Voci da mondi diversi. Asia
cento sfumature di giallo
il libro ritrovato
Anita Nair, “La ferocia del cuore”
Ed.
Guanda, trad. Francesca Diano, pagg. 384, Euro 18,00
Titolo
originale: Cut Like Wound
Anche il sergente Gajendra vi aveva fatto
cenno. Solo che lui lo chiamava “il Super Senso Sakaath di Gowda”. “Lei e io,
signore, abbiamo solo cinque sensi. Vediamo, odoriamo, tocchiamo, sentiamo,
assaporiamo. Ma lui ha un senso king-size, che lo fa pensare diversamente.

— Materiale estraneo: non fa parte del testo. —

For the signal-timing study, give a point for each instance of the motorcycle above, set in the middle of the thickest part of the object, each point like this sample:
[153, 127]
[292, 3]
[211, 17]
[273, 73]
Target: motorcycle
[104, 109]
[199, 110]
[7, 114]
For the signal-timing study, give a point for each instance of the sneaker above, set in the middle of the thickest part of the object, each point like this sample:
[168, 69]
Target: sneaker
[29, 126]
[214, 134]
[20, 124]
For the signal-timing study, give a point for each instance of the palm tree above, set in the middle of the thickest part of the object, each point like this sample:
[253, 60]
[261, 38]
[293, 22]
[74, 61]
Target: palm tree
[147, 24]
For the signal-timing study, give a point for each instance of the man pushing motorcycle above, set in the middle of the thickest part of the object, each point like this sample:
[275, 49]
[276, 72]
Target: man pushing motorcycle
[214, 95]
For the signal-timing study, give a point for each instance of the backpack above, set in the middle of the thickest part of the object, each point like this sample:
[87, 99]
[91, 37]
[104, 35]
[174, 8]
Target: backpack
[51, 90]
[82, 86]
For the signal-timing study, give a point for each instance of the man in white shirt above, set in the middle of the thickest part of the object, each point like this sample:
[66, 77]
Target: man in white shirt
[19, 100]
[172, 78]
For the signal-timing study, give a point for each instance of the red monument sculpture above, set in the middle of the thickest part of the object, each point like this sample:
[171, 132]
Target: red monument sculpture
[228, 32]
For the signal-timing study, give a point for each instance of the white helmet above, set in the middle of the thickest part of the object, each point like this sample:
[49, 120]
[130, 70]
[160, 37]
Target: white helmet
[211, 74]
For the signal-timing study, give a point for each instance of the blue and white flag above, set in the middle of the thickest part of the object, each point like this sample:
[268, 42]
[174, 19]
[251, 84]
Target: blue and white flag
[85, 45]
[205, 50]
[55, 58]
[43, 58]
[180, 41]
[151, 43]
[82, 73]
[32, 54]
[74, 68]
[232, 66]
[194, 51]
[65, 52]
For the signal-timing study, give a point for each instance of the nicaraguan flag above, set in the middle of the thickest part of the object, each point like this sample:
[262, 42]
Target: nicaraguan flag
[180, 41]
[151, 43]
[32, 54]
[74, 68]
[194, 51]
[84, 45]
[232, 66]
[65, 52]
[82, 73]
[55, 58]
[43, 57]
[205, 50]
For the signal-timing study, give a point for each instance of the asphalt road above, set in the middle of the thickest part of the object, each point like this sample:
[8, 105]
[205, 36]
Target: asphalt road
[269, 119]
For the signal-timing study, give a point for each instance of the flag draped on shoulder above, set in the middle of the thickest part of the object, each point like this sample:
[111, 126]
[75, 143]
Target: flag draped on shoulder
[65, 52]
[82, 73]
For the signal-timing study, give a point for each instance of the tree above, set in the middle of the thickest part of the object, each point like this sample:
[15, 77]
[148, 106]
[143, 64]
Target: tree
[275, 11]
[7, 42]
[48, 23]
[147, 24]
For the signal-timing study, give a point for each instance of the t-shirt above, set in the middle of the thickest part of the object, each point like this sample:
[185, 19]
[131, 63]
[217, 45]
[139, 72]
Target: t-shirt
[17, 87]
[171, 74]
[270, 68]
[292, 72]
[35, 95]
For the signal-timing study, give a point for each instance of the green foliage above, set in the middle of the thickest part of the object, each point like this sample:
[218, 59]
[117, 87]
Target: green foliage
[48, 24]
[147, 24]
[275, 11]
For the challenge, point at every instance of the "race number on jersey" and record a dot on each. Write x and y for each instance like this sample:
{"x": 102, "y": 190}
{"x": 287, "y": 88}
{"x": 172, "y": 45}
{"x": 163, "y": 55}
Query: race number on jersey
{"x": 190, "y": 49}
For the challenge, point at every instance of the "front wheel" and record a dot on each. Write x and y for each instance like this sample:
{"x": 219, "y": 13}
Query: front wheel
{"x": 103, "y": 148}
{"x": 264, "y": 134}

Quando il Super Senso Sakaath è
all’opera, glielo si legge in faccia. Gli occhi diventano due pugnali, la
mascella di granito…ha visto le pendici dei monti Kudremukh? Ecco, in quei
momenti è così. E nella sua testa si può sentire il ticchettio di un orologio.”
Bangalore, India. E’ sera. Un uomo si sta
preparando per uscire. Un uomo che si veste da donna davanti ad uno specchio
circondato da lampadine accese. Si trucca- fondotinta, kohl per far risaltare
gli occhi, mascara, rossetto. Sceglie accuratamente che cosa indossare-
biancheria intima, sari, corpetto che lascia scoperto l’ombelico con il
piercing (un topazio luminoso). C’è una lentezza sensuale nella descrizione di
questa scena, un certo autocompiacimento nell’abbigliarsi e rimirarsi che
sottolineano come questo non sia un rito abitudinario. O meglio, come lo sia ma
non sia però destinato agli occhi di tutti. E’ quasi un regalo che l’uomo fa a
se stesso e, con il nuovo aspetto femminile, si dà anche un altro nome: adesso
è Bhuvana.
Con questo insolito personaggio ha inizio
il romanzo “La ferocia del cuore” di Anita Nair e ha inizio pure un genere nuovo per la
scrittrice indiana, nota al pubblico femminile per il libro “Cuccette per
signora” ma anche ad un numero più ampio di lettori con “Un uomo migliore”,
“Padrona e amante”, “La mia magica India”. Perché la capacità di cambiare generi,
di non ripetere le stesse storie, di affrontare il nuovo e il diverso, è quello
che caratterizza i veri scrittori. Anita Nair inaugura il suo filone noir
inoltrandosi in un ambiente ‘scabroso’- quello dei transgender e degli eunuchi
che sono una presenza notevole in India, accettati con una certa naturalezza ma
confinati ai margini della società, relegati a vivere insieme in ‘case Madri’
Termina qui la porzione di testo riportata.